How Does internet Exchange Work
It can be argued that without the affordability of access to an internet exchange and its resultant interconnection, businesses cannot hope to make the most of digital transformation. While we’ve briefly discussed how an Internet exchange point (IXP) works in past blogs, let’s take it a step further and get deeper into how it works as it applies to serving your business in the digital age.
In the bigger picture, internet exchange point locations are where Internet infrastructure companies such as Internet Service Providers (ISPs) and CDNs connect with each other. These network edge locations enable providers to share transit outside their own network. Individual companies that join an IXP benefit by having a shorter path to their internet destinations in the form of other networks, which reduces latency, round-trip travel time and overall costs. That explains what they do, but how do they work?
Closer inspection shows that internet exchange points are made up of large Layer 2 LANs built with ethernet switches interconnected across one or more data centers. Member companies share the cost of physical infrastructure maintenance and benefit by being able to connect with each other and avoid the costs of sending traffic across third-party networks that charge for the transport.

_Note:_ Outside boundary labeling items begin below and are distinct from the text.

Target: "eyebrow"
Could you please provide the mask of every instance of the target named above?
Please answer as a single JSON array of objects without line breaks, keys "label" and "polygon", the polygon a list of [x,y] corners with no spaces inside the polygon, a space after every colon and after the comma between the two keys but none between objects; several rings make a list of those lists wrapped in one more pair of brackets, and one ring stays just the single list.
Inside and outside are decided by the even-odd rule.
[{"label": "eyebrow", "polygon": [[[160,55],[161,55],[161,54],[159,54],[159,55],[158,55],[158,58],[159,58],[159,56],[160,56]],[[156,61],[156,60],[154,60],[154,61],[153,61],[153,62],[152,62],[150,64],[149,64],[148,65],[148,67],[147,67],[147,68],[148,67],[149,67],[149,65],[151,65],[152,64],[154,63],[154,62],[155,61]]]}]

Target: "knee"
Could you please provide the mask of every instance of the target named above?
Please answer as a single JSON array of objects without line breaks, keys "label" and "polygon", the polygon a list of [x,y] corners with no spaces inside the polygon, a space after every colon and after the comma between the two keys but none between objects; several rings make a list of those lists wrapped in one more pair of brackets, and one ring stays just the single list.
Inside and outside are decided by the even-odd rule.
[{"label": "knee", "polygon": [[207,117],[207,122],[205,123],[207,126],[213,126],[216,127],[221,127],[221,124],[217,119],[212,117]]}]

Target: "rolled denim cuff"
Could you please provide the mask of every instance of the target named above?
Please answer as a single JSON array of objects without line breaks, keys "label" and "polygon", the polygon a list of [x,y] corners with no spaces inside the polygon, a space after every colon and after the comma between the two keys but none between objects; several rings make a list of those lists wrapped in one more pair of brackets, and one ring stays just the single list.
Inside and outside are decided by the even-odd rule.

While an internet exchange point can have peak traffic exchanges from 10 Gbps into the Terabits per second range, their size is not as important as their stated goal of ensuring that their network routers are able to connect efficiently and seamlessly. Independent of size, their primary goal is to make sure that many networks’ routers are connected together cleanly and efficiently. The main purpose of this connection is to avoid the prohibitive costs associated with connecting to all of the different ISPs across the country or the globe.
The shared transit between members can occur in a number of ways with some IXPs offering cost free data transfers between member companies. This is known as settlement-free peering. In some peering exchanges, large networks may charge transit costs to smaller network members, but the ideal method is that all members pay the same and share the cost.
Public Peering can include large numbers of members and enable connection across numerous networks. Private peering is between two networks with routers in the same carrier-neutral data center. Partial or regional peering limits network traffic exchange in a single are of the globe. At Telehouse, we’ve founded two internet exchange locations that are settlement-free (peering) where neither party pays the other for the exchange of traffic. Both NYIIX and LAIIX were established to provide infrastructure that is carrier neutral while providing scalability for its members that delivers reliable and stable network interconnectivity.
According to the PeeringDB database, there are currently more than 400 internet exchange points around the globe.. That number will continue to grow as bandwidth needs and data transfers increase exponentially in the age of digital transformation.
This will be vital to meeting the needs associated with providing advanced networking capabilities and resilient network interconnections. As internet exchange and peering continues to evolve, they will become even better at providing the scalability, performance, speed, control and cost savings that are vital to doing digital business in the digital age.